The city hasn't made similar choices yet. Detroit's Recreation Department is the only agency that acknowledged the need to shrink, Thomas said. Its 2006 master plan called for “fewer but better sites and facilities.”
“It's a sign of what's to come for other departments,” Thomas said.
Planning has been delayed by the resignation of former two- term Mayor Kwame Kilpatrick after pleading guilty to lying about an extramarital affair. The city will hold a special election in May, with 18 candidates already filing.
On November 25, the City Council passed a Neighborhood Stabilisation Plan that seeks $47 million from the federal government to address the city's problem of vacant buildings and empty land.
An estimated 55,000 lots are considered unproductive because they bring in no taxes and cost money to maintain.
The grant would pay for knocking down 2,350 of Detroit's tens of thousands of abandoned homes and clear the sites for development. If no buyers materialise, planners would consider adding the space to public parks or land reserved for recreation or environmental preservation.
A land bank the city created in July would coordinate the project if approved by Washington. These clearinghouses for vacant lots make it easier and cheaper for developers to invest in urban areas. Parcels in a similar program in Cleveland sold for as little as $1 as long as buyers agreed to maintain the property and pay taxes.
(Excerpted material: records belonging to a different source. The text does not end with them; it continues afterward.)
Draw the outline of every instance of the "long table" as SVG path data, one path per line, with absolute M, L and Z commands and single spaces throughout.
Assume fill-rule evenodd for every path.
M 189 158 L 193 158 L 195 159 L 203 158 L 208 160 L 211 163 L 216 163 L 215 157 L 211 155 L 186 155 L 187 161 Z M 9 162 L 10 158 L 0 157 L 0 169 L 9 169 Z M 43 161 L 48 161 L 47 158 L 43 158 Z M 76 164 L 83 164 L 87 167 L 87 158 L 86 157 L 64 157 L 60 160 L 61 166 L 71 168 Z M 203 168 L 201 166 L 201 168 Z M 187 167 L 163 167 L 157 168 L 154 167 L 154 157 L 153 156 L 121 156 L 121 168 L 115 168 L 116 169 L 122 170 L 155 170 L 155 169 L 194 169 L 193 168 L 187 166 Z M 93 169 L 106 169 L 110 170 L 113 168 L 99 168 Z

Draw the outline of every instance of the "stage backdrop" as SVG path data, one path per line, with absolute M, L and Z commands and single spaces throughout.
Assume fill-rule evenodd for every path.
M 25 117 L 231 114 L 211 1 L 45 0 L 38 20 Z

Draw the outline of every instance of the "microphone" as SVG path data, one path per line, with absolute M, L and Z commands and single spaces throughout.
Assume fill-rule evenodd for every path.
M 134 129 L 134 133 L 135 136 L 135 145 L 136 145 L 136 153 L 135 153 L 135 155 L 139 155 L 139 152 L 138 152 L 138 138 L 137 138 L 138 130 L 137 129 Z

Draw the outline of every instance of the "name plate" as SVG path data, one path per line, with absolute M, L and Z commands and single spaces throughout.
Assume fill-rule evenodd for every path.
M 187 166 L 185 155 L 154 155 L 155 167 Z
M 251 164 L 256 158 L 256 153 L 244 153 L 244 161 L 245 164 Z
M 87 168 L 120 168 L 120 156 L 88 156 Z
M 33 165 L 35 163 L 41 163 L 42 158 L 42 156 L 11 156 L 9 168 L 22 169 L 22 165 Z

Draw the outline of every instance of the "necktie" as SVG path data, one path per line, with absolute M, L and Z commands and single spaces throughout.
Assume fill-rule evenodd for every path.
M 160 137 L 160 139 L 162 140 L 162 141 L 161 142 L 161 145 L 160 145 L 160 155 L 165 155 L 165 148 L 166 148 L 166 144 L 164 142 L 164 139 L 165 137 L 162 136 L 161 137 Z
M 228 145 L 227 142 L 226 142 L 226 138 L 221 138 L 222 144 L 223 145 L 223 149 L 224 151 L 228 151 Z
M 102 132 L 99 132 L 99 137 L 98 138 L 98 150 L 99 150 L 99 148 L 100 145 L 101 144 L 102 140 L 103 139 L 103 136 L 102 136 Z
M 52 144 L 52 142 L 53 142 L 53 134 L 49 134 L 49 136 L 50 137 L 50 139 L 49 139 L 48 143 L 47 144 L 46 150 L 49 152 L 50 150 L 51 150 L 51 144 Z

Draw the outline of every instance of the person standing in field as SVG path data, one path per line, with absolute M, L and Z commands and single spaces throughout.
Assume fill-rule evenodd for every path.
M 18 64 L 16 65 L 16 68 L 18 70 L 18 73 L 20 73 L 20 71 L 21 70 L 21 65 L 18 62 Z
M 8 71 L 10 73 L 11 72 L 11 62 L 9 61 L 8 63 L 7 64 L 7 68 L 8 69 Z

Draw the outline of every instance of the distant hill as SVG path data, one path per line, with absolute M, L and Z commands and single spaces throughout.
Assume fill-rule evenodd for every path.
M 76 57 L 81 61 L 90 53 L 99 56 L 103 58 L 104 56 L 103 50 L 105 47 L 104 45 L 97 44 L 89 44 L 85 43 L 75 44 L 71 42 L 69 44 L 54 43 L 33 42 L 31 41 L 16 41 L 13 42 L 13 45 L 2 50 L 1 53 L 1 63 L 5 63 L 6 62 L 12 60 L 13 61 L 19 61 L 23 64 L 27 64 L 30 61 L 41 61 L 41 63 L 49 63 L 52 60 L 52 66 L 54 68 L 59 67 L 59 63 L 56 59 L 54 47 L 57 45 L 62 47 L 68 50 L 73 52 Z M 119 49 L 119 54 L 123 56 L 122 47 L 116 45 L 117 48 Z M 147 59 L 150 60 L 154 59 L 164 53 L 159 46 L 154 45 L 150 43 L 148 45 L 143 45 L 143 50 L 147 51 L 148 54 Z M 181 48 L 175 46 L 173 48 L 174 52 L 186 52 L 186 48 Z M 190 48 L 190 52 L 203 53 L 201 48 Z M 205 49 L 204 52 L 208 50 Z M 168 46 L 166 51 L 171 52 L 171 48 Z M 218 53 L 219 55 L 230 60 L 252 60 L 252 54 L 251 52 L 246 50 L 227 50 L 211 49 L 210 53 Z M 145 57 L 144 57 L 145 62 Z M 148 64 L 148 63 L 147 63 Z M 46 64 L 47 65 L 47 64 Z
“We're looking at pretty innovative ideas,” said George Jackson, Detroit Economic Growth's chief executive.
One is urban farming. In many parts of Detroit, land that once held houses now grows cucumbers, tomatoes, peppers and collard greens.
The city has more than 500 gardens and “we plan to triple that every year,” said Michael Travis, deputy director of Urban Farming, a Detroit-based nonprofit corporation that helps clear land and provides topsoil and fertilizer.
Urban Farming was started by pop singer Taja Sevelle in 2005 and has attracted corporate sponsorships from Sevelle's label, Atlantic Records, and companies such as Whole Foods Market Inc and Home Depot Inc The group has “mini-farms” in seven other cities including New York, Los Angeles and Minneapolis.
Harvests are sold in markets or donated to soup kitchens. This year's produce was picked “quickly because people need food so badly,” said Sevelle.
The farms may also raise home values. In many neighborhoods, nearby gardens could add as much as $5,000 to selling prices, said real estate broker Russ Ravary, who works in the city and surrounding suburbs. The average price of a home dropped 55 per cent to $18,578 in the first nine months of the year, according to the Detroit Board of Realtors.
Even Ravary concedes that mini-farms are a stopgap measure at best.
“I hate to say it,” he said, “but I wouldn't put my money in Detroit.”